The test substance and positive control were added to the bottles containing the microbial organisms and mineral components (ca. 80% of total volume). The volumes of suspensions were made up to 2 litres with Milli-RO water, resulting in the mineral medium described before.
- Method used to create aerobic conditions: During the test period the test media were aerated and stirred continuously.
- Measuring equipment: The amount of CO2 produced was determined by titrating the remaining Ba(OH)2 with 0.05 M standardized HCl (1:20 dilution from 1 M HCl (Titrisol® ampul), Merck, Darmstadt, Germany).
- Details of trap for CO2 and volatile organics if used:
Three CO2-absorbers (bottles filled with 100 ml 0.0125 M Ba(OH)2 were connected in series to the exit air line of each test bottle. Synthetic air (CO2 < 1 ppm): A mixture of oxygen (21%) and nitrogen (79%) was passed through a bottle, containing 0.5 - 1 litre 0.0125 M Ba(OH)2 solution to trap CO2 which might be present in small amounts. The synthetic air was sparged through the scrubbing solutions at a rate of approximately 1-2 bubbles per second (ca. 30-100 ml/min).
The CO2 produced in each test bottle reacted with the barium hydroxide in the gas scrubbing bottle and precipitated out as barium carbonate.

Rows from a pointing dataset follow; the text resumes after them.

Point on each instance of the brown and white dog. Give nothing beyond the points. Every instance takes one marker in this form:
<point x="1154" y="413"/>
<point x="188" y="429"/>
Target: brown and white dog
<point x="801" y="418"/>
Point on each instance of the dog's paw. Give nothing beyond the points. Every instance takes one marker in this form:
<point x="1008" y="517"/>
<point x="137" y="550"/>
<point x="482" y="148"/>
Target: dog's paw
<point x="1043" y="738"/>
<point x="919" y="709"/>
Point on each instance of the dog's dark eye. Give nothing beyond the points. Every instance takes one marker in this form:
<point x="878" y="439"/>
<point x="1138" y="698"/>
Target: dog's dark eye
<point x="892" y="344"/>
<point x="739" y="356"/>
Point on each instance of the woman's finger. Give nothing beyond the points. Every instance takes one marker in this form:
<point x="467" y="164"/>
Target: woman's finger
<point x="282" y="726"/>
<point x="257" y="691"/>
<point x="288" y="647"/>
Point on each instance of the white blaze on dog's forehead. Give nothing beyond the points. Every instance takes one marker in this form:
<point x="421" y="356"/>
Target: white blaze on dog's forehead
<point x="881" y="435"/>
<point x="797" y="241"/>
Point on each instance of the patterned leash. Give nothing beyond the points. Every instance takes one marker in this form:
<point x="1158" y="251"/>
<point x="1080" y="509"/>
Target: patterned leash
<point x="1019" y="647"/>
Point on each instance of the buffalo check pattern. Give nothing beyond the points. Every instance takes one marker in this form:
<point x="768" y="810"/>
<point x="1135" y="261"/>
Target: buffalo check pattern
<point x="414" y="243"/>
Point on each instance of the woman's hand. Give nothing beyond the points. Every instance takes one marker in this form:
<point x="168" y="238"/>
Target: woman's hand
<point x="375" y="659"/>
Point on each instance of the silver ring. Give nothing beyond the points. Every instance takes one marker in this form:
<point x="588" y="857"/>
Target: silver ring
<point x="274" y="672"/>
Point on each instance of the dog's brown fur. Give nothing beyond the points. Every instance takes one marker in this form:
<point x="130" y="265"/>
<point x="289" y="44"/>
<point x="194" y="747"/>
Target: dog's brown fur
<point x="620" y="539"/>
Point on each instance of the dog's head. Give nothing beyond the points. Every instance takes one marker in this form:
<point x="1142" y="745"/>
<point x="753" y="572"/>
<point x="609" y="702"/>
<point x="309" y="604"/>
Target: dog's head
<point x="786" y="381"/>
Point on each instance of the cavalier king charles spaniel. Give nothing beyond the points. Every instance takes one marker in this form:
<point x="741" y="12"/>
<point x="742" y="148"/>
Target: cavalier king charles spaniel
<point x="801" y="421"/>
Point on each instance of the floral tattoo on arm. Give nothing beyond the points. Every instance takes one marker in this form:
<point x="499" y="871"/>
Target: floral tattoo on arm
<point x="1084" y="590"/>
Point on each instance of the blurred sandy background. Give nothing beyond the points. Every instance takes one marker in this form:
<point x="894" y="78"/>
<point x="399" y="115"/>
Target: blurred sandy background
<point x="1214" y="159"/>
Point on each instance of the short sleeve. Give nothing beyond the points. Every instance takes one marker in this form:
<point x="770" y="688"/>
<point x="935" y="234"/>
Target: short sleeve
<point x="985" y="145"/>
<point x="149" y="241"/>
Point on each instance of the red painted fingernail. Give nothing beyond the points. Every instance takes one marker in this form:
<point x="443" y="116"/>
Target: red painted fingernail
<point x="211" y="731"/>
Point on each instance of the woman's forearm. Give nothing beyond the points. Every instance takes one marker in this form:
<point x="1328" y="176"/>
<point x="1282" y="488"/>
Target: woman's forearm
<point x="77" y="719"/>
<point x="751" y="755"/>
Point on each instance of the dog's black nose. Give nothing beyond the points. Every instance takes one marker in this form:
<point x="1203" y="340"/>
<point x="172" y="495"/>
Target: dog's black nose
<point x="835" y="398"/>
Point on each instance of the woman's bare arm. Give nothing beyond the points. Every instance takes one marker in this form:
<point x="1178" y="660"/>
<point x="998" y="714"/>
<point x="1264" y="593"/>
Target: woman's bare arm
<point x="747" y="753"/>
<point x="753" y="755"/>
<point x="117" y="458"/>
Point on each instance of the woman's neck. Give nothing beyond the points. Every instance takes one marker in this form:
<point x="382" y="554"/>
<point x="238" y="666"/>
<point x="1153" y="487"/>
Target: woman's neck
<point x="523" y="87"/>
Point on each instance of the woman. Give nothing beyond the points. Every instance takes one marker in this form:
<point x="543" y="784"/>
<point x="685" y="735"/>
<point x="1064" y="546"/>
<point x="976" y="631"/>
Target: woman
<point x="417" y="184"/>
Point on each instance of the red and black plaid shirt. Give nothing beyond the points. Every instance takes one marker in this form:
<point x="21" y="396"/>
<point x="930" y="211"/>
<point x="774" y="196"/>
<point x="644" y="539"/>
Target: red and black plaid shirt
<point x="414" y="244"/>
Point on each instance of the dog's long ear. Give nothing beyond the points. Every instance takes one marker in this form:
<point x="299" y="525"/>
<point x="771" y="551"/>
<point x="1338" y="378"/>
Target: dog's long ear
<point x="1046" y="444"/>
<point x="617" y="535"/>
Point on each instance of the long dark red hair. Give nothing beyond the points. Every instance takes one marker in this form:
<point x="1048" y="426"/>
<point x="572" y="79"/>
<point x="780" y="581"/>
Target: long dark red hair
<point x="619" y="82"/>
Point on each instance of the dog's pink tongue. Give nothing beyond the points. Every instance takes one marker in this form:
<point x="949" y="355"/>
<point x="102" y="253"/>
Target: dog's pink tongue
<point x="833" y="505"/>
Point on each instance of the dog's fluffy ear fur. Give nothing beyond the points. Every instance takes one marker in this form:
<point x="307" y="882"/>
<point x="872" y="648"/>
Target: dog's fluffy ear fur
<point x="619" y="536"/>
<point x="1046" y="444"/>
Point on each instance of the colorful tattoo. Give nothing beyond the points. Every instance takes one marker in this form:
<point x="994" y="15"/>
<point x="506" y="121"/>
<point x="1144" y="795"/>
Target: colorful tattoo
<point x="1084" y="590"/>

- Sampling frequency: Titrations were made every second or third day during the first 10 days, and thereafter at least every fifth day until the 28th day. Each time the CO2-absorber nearest to the test bottle was removed for titration; each of the remaining two absorbers was moved one position in the direction of the test bottle. A new CO2-absorber was placed at the far end of the series. Phenolphthalein (1% solution in ethanol, Merck, Darmstadt, Germany) was used as pH-indicator.
On the 28th day, the pH of the test suspensions was measured and 1 ml of concentrated HCl (37%, Merck, Darmstadt, Germany) was added to each bottle. The bottles were aerated overnight to drive off CO2 present in the test suspension. The final titration was made on day 29.

- Inoculum blank: yes
- Abiotic sterile control: no
- Toxicity control: reference substance was Sodium acetate

Reference substance
Reference substance:
acetic acid, sodium salt

Results and discussion

Preliminary study:
Because the theoretical calculation of the CO2 production was not possible a sample of Aquapel® 203 was taken for TOC analysis.
The TOC content of Aquapel® 203 was determined to be 78%. Based on the TOC content the ThCO2 of Aquapel® 203 was calculated to be 2.87 mg CO2/mg.
The ThCO2 of Sodium Acetate was calculated to be 1.07 mg CO2/mg.

% Degradation
% degradation (CO2 evolution)
Sampling time:
28 d
Details on results:
The relative degradation values calculated from the measurements performed during the test period revealed 54 and 52% degradation of Aquapel® 203, for the duplicate bottles tested. Thus, the criterion for ready biodegradability (at least 60% biodegradation within a 10-day window) was not met.

BOD5 / COD results

Results with reference substance:
In the toxicity control more than 25% degradation occurred within 14 days (48%, based on ThCO2). Therefore, the test substance was assumed not to inhibit microbial activity.

Applicant's summary and conclusion

Validity criteria fulfilled:
Interpretation of results:
other: not readily biodegradable
Aquapel® 203 was not readily biodegradable under the conditions of the modified Sturm test presently performed.